OldBubba said:
LOL yes it is what it is.
Yes 55+ an have two years in IAM retirement.
and the only reason both agreed to an arbitrator it's because they did not want AMFA to get in.
Agreed next LOL
AMFA Wrong. Legal Language, correct.
TWA and American Airlines. In early 2001, TWA, then in bankruptcy, and American Airlines entered into an agreement under which American purchased TWA's assets. TWA's pilots were represented by ALPA, and their CBA required "the fair and equitable seniority integration of employees in the event of a merger or acquisition of TWA." American, whose pilots were represented by the Allied Pilots Association ("APA") and whose CBA required pilots from an acquired carrier to be placed at the bottom of the American seniority list, offered to hire nearly all of TWA's union-represented employees, but only if the TWA-MEC waived their scope and successorship provisions, including the seniority integration provision. Initially, ALPA refused to agree to this request, but after TWA moved to reject its CBA with ALPA under § 1113(c) of the Bankruptcy Code, the MEC consented to the waiver, in exchange for various alternative protections. The deal closed on April 10, 2001.

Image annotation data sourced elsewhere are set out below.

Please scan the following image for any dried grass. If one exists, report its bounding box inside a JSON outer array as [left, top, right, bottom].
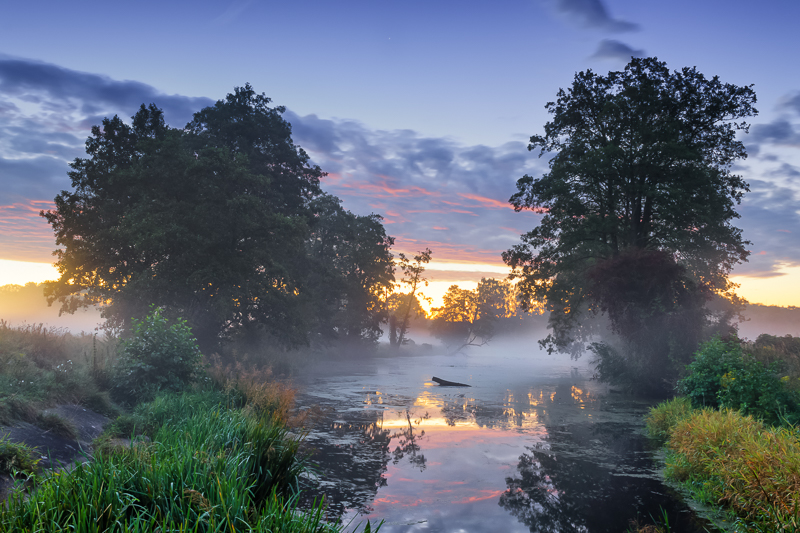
[[206, 357, 310, 427], [668, 410, 800, 531]]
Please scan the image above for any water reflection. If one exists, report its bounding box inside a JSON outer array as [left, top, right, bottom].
[[391, 409, 430, 472], [292, 358, 702, 533]]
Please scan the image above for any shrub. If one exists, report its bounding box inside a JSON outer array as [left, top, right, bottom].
[[113, 307, 202, 403], [0, 436, 39, 474], [678, 338, 800, 424], [678, 337, 742, 407]]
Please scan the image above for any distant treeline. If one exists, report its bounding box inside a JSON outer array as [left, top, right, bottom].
[[0, 283, 800, 340]]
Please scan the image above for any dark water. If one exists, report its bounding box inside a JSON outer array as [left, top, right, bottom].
[[298, 344, 710, 533]]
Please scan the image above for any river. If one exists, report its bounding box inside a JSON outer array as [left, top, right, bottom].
[[296, 340, 710, 533]]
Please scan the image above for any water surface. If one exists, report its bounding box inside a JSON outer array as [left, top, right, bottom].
[[297, 343, 708, 533]]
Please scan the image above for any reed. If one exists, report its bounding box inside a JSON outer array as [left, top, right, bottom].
[[0, 392, 382, 533], [645, 397, 694, 444], [668, 410, 800, 531]]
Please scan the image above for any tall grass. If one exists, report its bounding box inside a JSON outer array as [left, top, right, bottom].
[[0, 393, 380, 533], [668, 409, 800, 531], [0, 320, 115, 424]]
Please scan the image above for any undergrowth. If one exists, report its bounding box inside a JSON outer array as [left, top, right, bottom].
[[0, 391, 382, 533]]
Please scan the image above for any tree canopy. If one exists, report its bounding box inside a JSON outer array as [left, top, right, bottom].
[[503, 58, 757, 382], [307, 194, 394, 342], [42, 84, 324, 343], [431, 278, 517, 352]]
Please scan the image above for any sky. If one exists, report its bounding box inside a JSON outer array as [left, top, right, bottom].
[[0, 0, 800, 306]]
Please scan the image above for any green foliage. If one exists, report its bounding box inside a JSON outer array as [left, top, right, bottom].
[[306, 194, 394, 342], [665, 409, 800, 531], [678, 337, 743, 408], [679, 338, 800, 424], [114, 307, 202, 403], [42, 85, 323, 348], [503, 58, 757, 388], [0, 435, 40, 475], [645, 397, 694, 444], [0, 386, 382, 533]]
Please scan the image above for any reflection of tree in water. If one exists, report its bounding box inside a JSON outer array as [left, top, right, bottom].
[[498, 423, 703, 533], [392, 409, 430, 472], [302, 410, 392, 519]]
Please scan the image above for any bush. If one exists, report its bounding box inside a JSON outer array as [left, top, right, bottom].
[[667, 409, 800, 531], [678, 338, 800, 424], [113, 307, 202, 403], [0, 391, 371, 533]]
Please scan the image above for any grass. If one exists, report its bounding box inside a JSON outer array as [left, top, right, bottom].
[[646, 397, 693, 445], [0, 391, 380, 532], [34, 413, 78, 440], [0, 436, 39, 475], [648, 408, 800, 531], [0, 320, 117, 425], [0, 321, 376, 533]]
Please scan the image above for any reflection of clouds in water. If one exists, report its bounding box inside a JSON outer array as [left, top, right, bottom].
[[296, 356, 708, 533]]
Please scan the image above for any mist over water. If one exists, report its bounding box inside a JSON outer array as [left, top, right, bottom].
[[296, 336, 702, 533]]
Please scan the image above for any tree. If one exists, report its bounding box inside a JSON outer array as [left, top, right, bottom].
[[307, 194, 394, 342], [503, 58, 757, 390], [389, 248, 433, 347], [431, 278, 516, 352], [42, 84, 324, 352]]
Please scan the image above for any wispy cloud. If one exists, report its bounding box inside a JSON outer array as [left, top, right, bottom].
[[555, 0, 639, 33], [0, 55, 214, 126], [592, 39, 644, 63]]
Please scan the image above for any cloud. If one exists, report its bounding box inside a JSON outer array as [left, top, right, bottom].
[[769, 163, 800, 179], [555, 0, 639, 33], [749, 118, 800, 146], [780, 91, 800, 114], [0, 56, 214, 127], [285, 111, 546, 263], [592, 39, 644, 63]]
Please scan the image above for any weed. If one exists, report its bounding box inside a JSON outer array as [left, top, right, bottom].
[[112, 307, 202, 404], [0, 435, 40, 475], [646, 397, 693, 444], [34, 413, 78, 440], [668, 410, 800, 531], [0, 391, 374, 533]]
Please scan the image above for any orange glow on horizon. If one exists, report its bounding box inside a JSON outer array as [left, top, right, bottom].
[[0, 259, 59, 286]]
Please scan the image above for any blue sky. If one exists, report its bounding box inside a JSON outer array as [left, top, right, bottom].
[[0, 0, 800, 304]]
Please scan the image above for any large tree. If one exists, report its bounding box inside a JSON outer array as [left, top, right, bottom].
[[306, 194, 394, 342], [503, 58, 757, 386], [42, 84, 323, 348]]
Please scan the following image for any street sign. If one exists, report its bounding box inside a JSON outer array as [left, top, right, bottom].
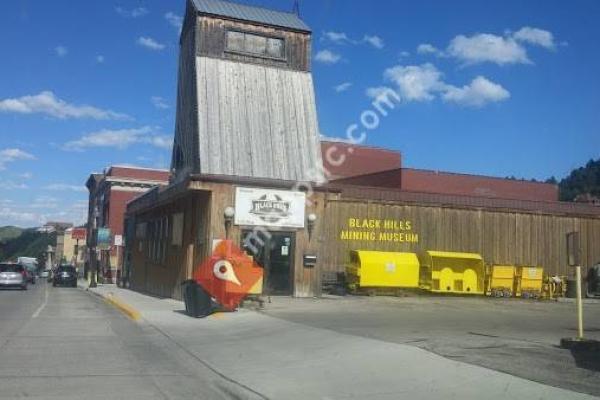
[[567, 232, 581, 267], [71, 228, 87, 240], [115, 235, 123, 246], [96, 228, 112, 250]]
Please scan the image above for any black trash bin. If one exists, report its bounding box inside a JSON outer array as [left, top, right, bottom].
[[182, 280, 218, 318]]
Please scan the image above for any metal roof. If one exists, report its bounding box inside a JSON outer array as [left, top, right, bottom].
[[192, 0, 311, 32]]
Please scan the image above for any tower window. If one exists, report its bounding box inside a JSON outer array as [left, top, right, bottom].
[[227, 31, 285, 59]]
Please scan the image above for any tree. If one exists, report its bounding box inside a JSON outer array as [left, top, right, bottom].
[[559, 159, 600, 201]]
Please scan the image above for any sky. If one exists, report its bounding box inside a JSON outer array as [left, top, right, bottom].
[[0, 0, 600, 227]]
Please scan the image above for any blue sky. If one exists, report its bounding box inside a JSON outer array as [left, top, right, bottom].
[[0, 0, 600, 226]]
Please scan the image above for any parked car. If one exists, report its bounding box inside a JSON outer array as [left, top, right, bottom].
[[24, 267, 37, 285], [0, 263, 28, 290], [52, 265, 77, 287]]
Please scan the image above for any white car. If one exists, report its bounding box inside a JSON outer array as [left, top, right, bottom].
[[0, 264, 27, 290]]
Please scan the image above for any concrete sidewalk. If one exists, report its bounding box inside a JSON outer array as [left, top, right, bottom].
[[81, 285, 595, 400]]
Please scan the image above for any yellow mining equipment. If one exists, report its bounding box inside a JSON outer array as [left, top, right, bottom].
[[486, 264, 517, 297], [346, 250, 419, 291], [515, 266, 544, 299], [420, 251, 485, 294]]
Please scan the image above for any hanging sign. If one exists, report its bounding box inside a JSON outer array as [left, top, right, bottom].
[[234, 187, 306, 228]]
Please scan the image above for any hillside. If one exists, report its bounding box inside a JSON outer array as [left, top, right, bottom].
[[0, 226, 24, 243], [558, 159, 600, 201]]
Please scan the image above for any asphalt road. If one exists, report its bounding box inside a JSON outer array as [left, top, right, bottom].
[[264, 296, 600, 396], [0, 282, 255, 400]]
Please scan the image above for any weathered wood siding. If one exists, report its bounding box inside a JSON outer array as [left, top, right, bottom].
[[171, 4, 200, 180], [127, 192, 210, 299], [196, 16, 311, 72], [196, 57, 322, 181], [320, 199, 600, 275]]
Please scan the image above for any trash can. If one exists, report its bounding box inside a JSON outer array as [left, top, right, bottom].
[[181, 280, 219, 318], [515, 266, 544, 299]]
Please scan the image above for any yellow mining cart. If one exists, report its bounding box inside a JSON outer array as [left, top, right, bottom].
[[420, 251, 485, 294], [346, 250, 419, 293], [515, 266, 544, 299], [486, 264, 517, 297]]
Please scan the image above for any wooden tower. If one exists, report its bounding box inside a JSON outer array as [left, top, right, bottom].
[[171, 0, 322, 182]]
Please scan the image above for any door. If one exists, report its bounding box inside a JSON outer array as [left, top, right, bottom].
[[242, 231, 294, 296]]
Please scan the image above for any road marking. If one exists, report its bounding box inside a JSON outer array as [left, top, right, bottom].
[[31, 285, 48, 318]]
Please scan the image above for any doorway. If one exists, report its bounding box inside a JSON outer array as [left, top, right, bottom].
[[241, 230, 294, 296]]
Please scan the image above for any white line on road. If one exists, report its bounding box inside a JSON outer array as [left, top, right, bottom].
[[31, 285, 48, 318]]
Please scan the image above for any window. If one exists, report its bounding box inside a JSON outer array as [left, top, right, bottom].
[[227, 31, 285, 58], [147, 217, 169, 263], [171, 213, 183, 246]]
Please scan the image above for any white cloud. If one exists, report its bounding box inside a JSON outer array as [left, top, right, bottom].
[[62, 126, 172, 151], [365, 86, 393, 99], [384, 63, 445, 101], [0, 180, 29, 191], [165, 11, 183, 32], [136, 36, 167, 51], [363, 35, 385, 49], [378, 63, 510, 107], [115, 7, 149, 18], [148, 136, 173, 150], [44, 183, 87, 192], [333, 82, 352, 93], [0, 148, 35, 171], [315, 50, 342, 65], [54, 45, 69, 57], [0, 91, 131, 120], [442, 76, 510, 107], [321, 31, 355, 44], [417, 26, 556, 65], [447, 33, 531, 65], [321, 31, 385, 49], [0, 207, 38, 225], [512, 26, 556, 50], [150, 96, 170, 110], [417, 43, 443, 56]]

As an inducement for the waiver, American agreed that it would use its "reasonable best efforts" with APA to secure a fair and equitable process for seniority integration of the American and TWA pilots. But after several months of unsuccessful negotiations between APA and the TWA-MEC, on November 8, 2001, APA and American Airlines executed an agreement that imposed the default seniority integration formula on slightly more than half of the former TWA pilots, giving them American seniority dates of April 10, 2001, while the remainder were placed higher on the list. (TWA flight attendants also largely received April 10, 2001 seniority dates.)
A few months later, the NMB also found that American and TWA were sufficiently integrated to be a single employer for collective bargaining purposes. Dissatisfied TWA pilots then filed suit against the APA, ALPA, American, and TWA LLC for breach of the duty of fair representation. These claims were dismissed in
Bensel v. Allied Pilots Ass'n, 271 F. Supp. 2d 616 (D.N.J. 2003), but the Third Circuit resurrected the DFR claim against ALPA on statute of limitations grounds in
Bensel v. Allied Pilots Ass'n, 387 F.3d 298 (3d Cir. 2004). In
Bensel v. Allied Pilots Ass'n, 675 F. Supp. 2d 493 (D.N.J. 2009), the court denied ALPA's motion for summary judgment.6 As a result, the case remains pending.